Seated Liberty Half Dollar

Even in circulated condition, a Seated Liberty half dollar is worth a lot more than fifty cents. According to PCGS, a professional grading service, many circulated examples sell for over $40, and uncirculated and proof coins may retail for thousands. Meanwhile, the actual bullion in these 90 percent silver coins is worth about $8 at today’s silver prices. That means that the numismatic value of most Seated Liberty halves exceeds their bullion value considerably.

Some collectors enjoy sorting through rolls of half dollars from the bank as a way to treasure hunt for valuable coins. A Washington NBC affiliate1 reported that one lucky resident of the state recently found an 1861-O Seated Liberty half in a roll of coins that were all supposed to be recent Kennedy halves. Since this rare coin came from the New Orleans mint while it was controlled by the Confederacy, it might get compared to a similar coin that recently sold for over $3,500.

Seated Liberty Half Dollar Facts

Original designer and engraver: Christian Gobrecht
Original sketch artist: Thomas Sully
Metal: 90 percent silver and 10 percent copper
Coin diameter: 30.6 mm
Weight: 13.36 grams

The Seated Liberty design commonly appeared on half dimes, dimes, quarters, and half dollars in the United States between 1836 and 1891. It also appeared on silver dollars until 1873. For three years, between 1875 to 1878, the mint also made 20 cent pieces, but production was discontinued because the coins looked and felt too much like quarters.
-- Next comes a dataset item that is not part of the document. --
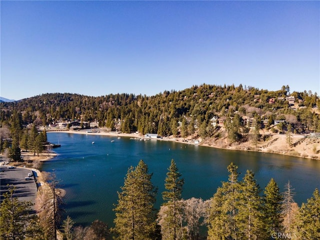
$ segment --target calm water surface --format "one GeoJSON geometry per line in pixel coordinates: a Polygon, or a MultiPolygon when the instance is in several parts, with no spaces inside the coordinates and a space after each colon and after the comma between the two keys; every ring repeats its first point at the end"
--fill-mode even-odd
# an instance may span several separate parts
{"type": "Polygon", "coordinates": [[[58,156],[45,162],[41,170],[56,172],[66,190],[66,214],[84,226],[96,219],[113,226],[117,192],[124,185],[128,168],[142,159],[153,172],[152,182],[158,188],[157,208],[162,202],[161,192],[172,158],[184,178],[184,199],[212,197],[221,182],[228,180],[226,168],[232,162],[239,167],[240,178],[247,169],[251,170],[262,189],[272,178],[282,191],[290,180],[299,205],[316,188],[320,188],[318,160],[124,137],[49,132],[48,138],[62,146],[54,150],[58,156]]]}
The Philadelphia, New Orleans, Carson City, and San Francisco mints all produced these coins.

Seated Liberty Half Dollar

The front of the half dollar shows the Liberty goddess seated on a rock, and that gives this series its name. The reverse show an eagle clutching an olive branch and a bundle of arrows. The absence of a mint mark below the eagle’s talons tells you that the Philadelphia mint produced this coin. Otherwise, the presence of a CC, O, or S mint mark tells you that it either came from the Carson City, New Orleans, or San Francisco mints.

Coins with mint marks, especially CC, are especially prized because they are more rare today. As with any collectable coin, coins with the same date and mint mark that are in uncirculated or proof condition are worth more than circulated coins. For example, Coin Trackers estimated the value of an 1875-CC in very worn condition at about $50. Meanwhile, they value a perfect example of that same coin at over $2,000. By worn, they mean a coin in worse condition than average, and by perfect, they mean that coin looks uncirculated.

Through the years, the Seated Liberty half dollar underwent some subtle design changes that might impact the value of the coin. For example, in 1853, rays emanated out from the eagle on the reverse. That was also the year that arrows pointed outwards from the date on the obverse. The rays only lasted a year, but the arrows stayed until 1856.

Why Collect Seated Liberty Half Dollars?

In good condition, these coins are very beautiful and detailed. Moreover, many collectors favor this series because many different varieties and subtle differences can still be found. Finally, some examples of this series are quite affordable for collectors with limited budgets, but there is still the potential to find a valuable treasure.